I don't understand the 2mm or .08 inch inaccuracy that you're talking about. Most chain checkers add the wear on one pair of rollers to their length measurement. That's the same wear that I'm measuring with caliper tips between the rollers. That could be as large as 1mm or .040 inch of additional length that's not elongation. If the tool measures over a length of only 5 inches, that's .8% of false wear. As I mentioned, it is entirely possible for a chain checking tool to have a fudge factor built in so it reports a different length than calipers would.
FWIW, Campy recommends using calipers and tossing a chain when the length measurement between rollers increases from 5.200 inch to 5.220 inch, which is only .4%. At that point, you could scarcely detect any increase in the chain's pitch, even using a 12" precision machinist's rule. That's why I built a full length measuring device to more than quadruple the change in length that I was measuring and improve accuracy. Campy's recommendation is extremely conservative and what I consider to be a half worn chain. When I use chains in groups of three, that's when I exchange the chain for the next new one, but I certainly don't toss a chain with that little wear.
That is surprising that Campy suggested measuring with the caliper that way. So I guess they are saying that something like .2% might be the limit?
I could see .4% being a good number for a corrected stretch/pitch measurement though, since the Record cassettes sell north of $200 and get scarce over time.
It would be more than a hassle rotating chains with those special press-fit links though.
I used to use Campag's method of direct measurement 20 years ago with a 6" dial caliper, which I modified to read out to 6.2XX" and usually used 6.230 as the limit iir. I was wasting chains!
I remember one new DID Lanner chain registering as being over 6.230" after only 550 miles, which was obviously not indicative of much actual stretch.
I always use Shimano chains as replacements on Campag drivetrains, since they cost so much less, require no special tools to install and last at least as long while seeming to require less copious lubrication to remain silent.
In most cases, the Shimano chain is a touch narrower, which always seems to improve shifting. Campag even recommended use of their narrower C9 chain on their own 8s drivetrains at one point.
I advise and practice never to remove or clean a bike's chain during the service interval.
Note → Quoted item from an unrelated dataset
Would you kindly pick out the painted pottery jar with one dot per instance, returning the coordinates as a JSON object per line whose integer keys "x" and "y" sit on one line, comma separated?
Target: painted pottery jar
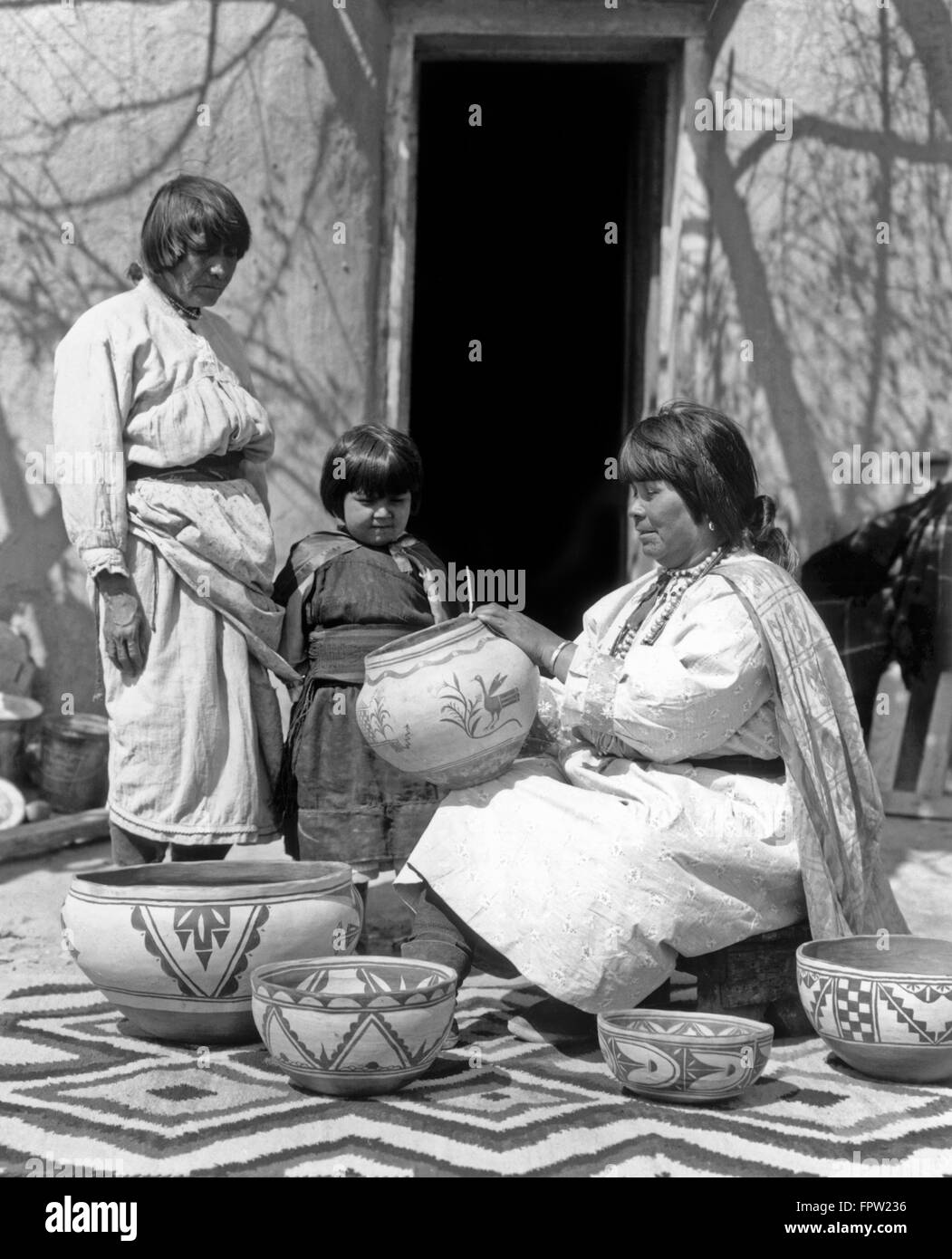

I apply a continuous fine stream of diluted lubricant to the point of semi-saturation onto the moving chain, followed by a wipe-down with a terry shop towel.
The sprockets (and pulleys) get cleaned while rotating using a machinist's rule (and screwdriver tip), respectively.
From there, a rag pulled thru the cassette's gaps can pretty things up as needed.
Last edited by dddd; 08-13-12 at 01:55 PM.
I use Campy's pin for the first installation, but use a master link after removing a chain for cleaning. I use the same technique of applying a heavily diluted homebrew chain lube to help flush out dirt, but after enough weeks, the road grit here in Colorado gets to be too much, so I take the chain off for cleaning.
One of the silliest myths about chain cleaning is that is harms the chain by removing "valuable" lube. Sure it remove the lube and dirt, but removing wear casuing grit is the idea. A thin lube penetrates the pins, rollers and bushings in a matter of seconds.
A Wipperman connex link is my favorite design, but it's a little bit of a sloppy fit on a Campy 10 chain and there is no 11 speed link. IRD makes one that looks decent and of course, KMC chains come with master links.
Here's another little known fact. Even though all brands of 10 speed chains now have the same 5.9mm width, the width across the inner plates is not the same. Campy and SRAM were both about .1mm narrower, the last time I checked. That's what makes both Wipperman and KMC links a sloppy fit on a Campy or SRAM chain. KMC chains tend to have more side clearance, when new, than the other brands and their master links have an even looser fit. Typical side clearance for a new chain is in the .004-.008 inch range.